The study, called “Economic valuation of the vulnerability of world agriculture confronted with pollinator decline”, has used FAO statistics for its economics. It also confirms that the production of 84% of crop species cultivated in Europe depend directly on insect pollinators.

Fruits and vegetables turn out to be especially affected, with a loss estimated at 50 billion euros each, followed by edible oilseed crops with 39 billion euros. Scientists also found that the average value of crops that depend on insect pollinators for their production was on average much higher than that of the crops not pollinated by insects, such as cereals or sugar cane.

As far as the yearly rate of the bee loss goes, Dr Settele thinks it is impossible to quantify it with current means. Yet the trend, he says, is “extremely worrying because we could be about to lose the vast majority of the most specialized pollinator species across Europe”. Mainly, we are talking about bees here, followed by hover flies, butterflies and moths.

The point is, our understanding of why many bee species are in danger is still patchy, explains Dr Simon Potts, a Principal Research Fellow from the University of Reading, UK, who is also a scientific adviser of a new project launched outside Europe by the Global Environment Facility (GEF) together with the UN Environment Programme (UNEP) to better protect pollinating bees, bats and birds in Brazil, Ghana, India, Kenya, Nepal, Pakistan and South Africa.

“It’s quite shocking to see that in most countries a large proportion of our bee species is under severe threat”, Dr Potts says. “a 10% loss in bees is not an unrealistic future prospect for Europe; and a 10% loss of insect pollination could have huge economic consequences and also negative impacts on the pollination of the wide variety of wild flowering plants. There are 2,250 bee species in Europe, and many more in the tropics, but the general principles of pollinator conservation here in Europe can also be transferred to the tropics. If you grow coffee in areas where there are fragments of forest, you get better quality coffee and a better yield, because there are more pollinators. In the GEF project we try and work with farmers to get them to see the economic value of that. We have demonstration farms for this purpose”.
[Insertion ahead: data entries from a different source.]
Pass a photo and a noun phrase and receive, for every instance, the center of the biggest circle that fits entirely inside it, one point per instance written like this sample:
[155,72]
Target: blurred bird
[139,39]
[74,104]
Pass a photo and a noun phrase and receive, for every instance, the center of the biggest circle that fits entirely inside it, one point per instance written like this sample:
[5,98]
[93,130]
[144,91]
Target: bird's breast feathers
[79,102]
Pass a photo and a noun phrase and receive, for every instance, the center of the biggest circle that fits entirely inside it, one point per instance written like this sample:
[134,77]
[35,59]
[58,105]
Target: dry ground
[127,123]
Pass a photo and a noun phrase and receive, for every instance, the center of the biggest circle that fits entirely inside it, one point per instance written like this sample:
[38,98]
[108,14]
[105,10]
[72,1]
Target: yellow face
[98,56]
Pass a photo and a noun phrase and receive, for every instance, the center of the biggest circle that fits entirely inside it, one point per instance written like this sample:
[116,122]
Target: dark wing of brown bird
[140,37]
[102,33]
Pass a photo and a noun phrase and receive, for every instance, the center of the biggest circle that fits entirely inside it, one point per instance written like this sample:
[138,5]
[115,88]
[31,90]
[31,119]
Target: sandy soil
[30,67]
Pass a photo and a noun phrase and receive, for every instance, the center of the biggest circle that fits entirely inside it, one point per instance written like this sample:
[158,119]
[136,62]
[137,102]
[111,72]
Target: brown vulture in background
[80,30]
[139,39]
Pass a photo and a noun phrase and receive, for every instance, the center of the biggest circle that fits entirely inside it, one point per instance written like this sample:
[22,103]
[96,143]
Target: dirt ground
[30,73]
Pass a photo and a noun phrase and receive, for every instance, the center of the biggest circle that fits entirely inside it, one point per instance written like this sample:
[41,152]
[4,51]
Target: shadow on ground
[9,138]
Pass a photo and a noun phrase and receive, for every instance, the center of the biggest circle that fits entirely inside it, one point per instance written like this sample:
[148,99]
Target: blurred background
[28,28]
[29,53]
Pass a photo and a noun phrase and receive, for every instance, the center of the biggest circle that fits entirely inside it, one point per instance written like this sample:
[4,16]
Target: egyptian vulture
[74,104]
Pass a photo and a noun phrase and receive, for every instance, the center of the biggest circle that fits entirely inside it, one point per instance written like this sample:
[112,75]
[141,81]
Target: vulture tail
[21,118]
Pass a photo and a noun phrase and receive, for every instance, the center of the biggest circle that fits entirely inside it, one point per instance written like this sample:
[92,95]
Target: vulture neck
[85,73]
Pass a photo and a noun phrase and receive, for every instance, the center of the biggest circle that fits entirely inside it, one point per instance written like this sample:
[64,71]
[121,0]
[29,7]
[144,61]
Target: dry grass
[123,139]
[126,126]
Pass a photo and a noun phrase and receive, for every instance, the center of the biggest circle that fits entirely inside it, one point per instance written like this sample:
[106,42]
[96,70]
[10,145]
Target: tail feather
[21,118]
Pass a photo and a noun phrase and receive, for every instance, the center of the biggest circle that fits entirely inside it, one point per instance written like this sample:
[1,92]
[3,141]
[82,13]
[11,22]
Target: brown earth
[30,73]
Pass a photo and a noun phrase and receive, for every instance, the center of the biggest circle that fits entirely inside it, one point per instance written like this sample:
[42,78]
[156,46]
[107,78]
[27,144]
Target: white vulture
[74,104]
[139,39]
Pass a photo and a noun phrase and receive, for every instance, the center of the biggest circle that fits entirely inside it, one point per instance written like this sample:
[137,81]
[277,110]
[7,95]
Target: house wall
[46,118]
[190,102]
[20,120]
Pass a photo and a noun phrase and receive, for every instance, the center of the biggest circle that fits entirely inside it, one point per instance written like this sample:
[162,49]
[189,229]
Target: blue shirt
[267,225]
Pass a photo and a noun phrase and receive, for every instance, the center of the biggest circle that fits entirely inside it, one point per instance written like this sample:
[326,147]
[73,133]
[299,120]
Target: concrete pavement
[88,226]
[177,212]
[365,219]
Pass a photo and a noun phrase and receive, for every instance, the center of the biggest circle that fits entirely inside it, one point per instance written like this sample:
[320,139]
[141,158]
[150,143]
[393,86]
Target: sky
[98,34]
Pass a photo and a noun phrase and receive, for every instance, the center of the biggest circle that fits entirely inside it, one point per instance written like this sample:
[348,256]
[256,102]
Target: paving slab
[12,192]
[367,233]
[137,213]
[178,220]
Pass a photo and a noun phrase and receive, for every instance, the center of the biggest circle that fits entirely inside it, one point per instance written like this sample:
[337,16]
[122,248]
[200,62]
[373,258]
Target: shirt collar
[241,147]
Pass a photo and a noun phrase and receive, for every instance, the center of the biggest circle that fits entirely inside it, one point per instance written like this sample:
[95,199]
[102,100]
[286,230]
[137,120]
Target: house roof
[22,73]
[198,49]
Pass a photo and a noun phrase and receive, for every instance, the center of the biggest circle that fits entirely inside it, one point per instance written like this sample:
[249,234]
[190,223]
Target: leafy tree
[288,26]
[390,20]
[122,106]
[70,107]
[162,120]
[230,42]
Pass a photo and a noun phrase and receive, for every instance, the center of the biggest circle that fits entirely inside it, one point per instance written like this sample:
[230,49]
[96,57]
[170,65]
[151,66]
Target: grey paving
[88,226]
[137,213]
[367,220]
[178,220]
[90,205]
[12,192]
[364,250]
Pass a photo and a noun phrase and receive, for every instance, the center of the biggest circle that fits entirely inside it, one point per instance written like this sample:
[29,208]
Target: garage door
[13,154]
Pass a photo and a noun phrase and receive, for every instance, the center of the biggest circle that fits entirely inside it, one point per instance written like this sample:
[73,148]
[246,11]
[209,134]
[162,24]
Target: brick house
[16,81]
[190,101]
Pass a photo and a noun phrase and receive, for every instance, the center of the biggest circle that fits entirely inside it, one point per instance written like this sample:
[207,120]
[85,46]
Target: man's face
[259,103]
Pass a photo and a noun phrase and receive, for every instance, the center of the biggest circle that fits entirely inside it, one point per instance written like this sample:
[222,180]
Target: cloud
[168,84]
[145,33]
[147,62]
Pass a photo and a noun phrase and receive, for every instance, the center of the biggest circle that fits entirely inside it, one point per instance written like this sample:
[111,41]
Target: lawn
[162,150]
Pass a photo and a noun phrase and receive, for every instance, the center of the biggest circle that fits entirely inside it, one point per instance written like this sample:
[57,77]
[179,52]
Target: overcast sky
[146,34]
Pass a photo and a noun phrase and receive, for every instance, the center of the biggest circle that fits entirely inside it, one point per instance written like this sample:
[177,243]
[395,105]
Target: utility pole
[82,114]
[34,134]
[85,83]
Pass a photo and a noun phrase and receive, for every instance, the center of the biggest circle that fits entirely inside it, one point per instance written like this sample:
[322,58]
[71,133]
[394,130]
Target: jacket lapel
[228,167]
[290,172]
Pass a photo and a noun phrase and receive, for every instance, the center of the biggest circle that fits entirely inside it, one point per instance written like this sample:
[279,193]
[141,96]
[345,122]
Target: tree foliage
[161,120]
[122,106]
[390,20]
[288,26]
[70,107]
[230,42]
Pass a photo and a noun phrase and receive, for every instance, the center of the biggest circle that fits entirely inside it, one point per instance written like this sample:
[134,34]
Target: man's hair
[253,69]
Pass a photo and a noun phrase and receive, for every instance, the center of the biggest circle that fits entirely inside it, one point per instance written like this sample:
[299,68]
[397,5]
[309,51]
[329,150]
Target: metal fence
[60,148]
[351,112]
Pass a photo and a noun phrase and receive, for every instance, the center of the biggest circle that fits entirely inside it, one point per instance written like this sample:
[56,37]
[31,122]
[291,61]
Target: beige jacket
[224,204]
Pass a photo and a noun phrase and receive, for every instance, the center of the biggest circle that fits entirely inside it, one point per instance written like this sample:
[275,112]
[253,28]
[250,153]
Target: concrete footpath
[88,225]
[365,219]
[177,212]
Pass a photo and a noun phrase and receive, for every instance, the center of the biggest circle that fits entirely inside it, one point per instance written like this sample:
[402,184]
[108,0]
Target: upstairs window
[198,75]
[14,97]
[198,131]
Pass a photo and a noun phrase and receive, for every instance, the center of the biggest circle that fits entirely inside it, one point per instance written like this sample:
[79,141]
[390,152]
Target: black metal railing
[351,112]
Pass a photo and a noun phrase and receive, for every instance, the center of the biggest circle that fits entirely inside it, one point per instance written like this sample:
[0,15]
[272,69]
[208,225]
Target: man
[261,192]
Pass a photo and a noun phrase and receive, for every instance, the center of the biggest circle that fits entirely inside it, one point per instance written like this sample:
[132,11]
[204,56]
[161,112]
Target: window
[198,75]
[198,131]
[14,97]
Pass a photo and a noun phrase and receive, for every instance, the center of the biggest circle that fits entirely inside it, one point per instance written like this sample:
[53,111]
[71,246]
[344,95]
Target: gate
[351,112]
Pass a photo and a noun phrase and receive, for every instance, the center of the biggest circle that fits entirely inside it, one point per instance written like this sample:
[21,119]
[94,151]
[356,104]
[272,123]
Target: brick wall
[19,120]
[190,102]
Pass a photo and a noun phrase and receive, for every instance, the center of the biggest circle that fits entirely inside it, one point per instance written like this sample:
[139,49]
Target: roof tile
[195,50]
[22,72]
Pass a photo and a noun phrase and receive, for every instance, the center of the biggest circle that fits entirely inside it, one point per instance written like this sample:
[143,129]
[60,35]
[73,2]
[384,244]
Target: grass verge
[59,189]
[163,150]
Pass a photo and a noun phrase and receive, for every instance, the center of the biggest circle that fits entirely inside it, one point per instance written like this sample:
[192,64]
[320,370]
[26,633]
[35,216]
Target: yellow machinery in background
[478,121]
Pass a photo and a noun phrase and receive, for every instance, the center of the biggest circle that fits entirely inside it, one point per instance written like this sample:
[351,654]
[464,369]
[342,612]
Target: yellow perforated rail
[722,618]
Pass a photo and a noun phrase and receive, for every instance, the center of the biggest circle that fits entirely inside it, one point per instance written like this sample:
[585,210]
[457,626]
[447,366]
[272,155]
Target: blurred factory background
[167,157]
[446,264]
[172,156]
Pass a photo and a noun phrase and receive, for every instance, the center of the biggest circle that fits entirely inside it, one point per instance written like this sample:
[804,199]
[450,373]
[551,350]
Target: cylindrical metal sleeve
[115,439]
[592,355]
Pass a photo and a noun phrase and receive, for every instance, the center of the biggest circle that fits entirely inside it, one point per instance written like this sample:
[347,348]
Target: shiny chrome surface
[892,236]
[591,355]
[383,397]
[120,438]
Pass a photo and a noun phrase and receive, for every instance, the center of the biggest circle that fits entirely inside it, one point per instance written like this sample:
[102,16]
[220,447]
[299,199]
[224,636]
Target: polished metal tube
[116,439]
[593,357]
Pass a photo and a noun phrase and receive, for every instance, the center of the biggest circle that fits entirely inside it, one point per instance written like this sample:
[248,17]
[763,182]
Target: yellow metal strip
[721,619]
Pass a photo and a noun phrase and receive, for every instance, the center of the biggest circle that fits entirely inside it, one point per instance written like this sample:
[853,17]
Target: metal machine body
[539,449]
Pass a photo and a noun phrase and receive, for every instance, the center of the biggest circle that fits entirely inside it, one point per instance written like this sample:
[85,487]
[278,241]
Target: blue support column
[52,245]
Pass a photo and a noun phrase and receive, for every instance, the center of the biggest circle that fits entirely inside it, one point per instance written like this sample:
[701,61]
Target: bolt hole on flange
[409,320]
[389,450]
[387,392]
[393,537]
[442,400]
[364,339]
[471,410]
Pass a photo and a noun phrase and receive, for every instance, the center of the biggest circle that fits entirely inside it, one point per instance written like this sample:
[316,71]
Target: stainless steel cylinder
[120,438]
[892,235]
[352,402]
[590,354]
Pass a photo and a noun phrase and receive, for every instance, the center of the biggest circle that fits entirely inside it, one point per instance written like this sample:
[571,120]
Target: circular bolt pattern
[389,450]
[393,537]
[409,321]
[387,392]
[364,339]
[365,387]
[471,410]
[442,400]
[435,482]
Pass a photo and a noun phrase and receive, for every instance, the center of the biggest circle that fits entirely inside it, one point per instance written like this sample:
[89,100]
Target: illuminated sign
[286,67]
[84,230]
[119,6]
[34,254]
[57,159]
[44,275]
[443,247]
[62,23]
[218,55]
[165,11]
Dr Potts, together with his close collaborator Stuart Roberts, aim to put together a European bee red list, although, there is still quite a long way to go to assemble it properly. In Germany, for instance, “there are 560 bee species and 289 of them are on the red list”, Mr Roberts says. “In Switzerland, 42% of species are in danger. In Finland the percentage is 45%, whereas in the Netherlands 54% of all bee species are under threat.”

All in all, 9 European countries have so far provided their own full assessment, and on this basis the average number of species under threat, Mr Roberts concludes, “is just under 45%. Loss of habitat is believed to be the biggest driver everywhere”. If any future mapping of world bees reveals even higher losses, there is going to be some very hard thinking to be done. Hopefully, this may happen well before we all have to recur to some horrendously expensive and laborious artificial pollination systems.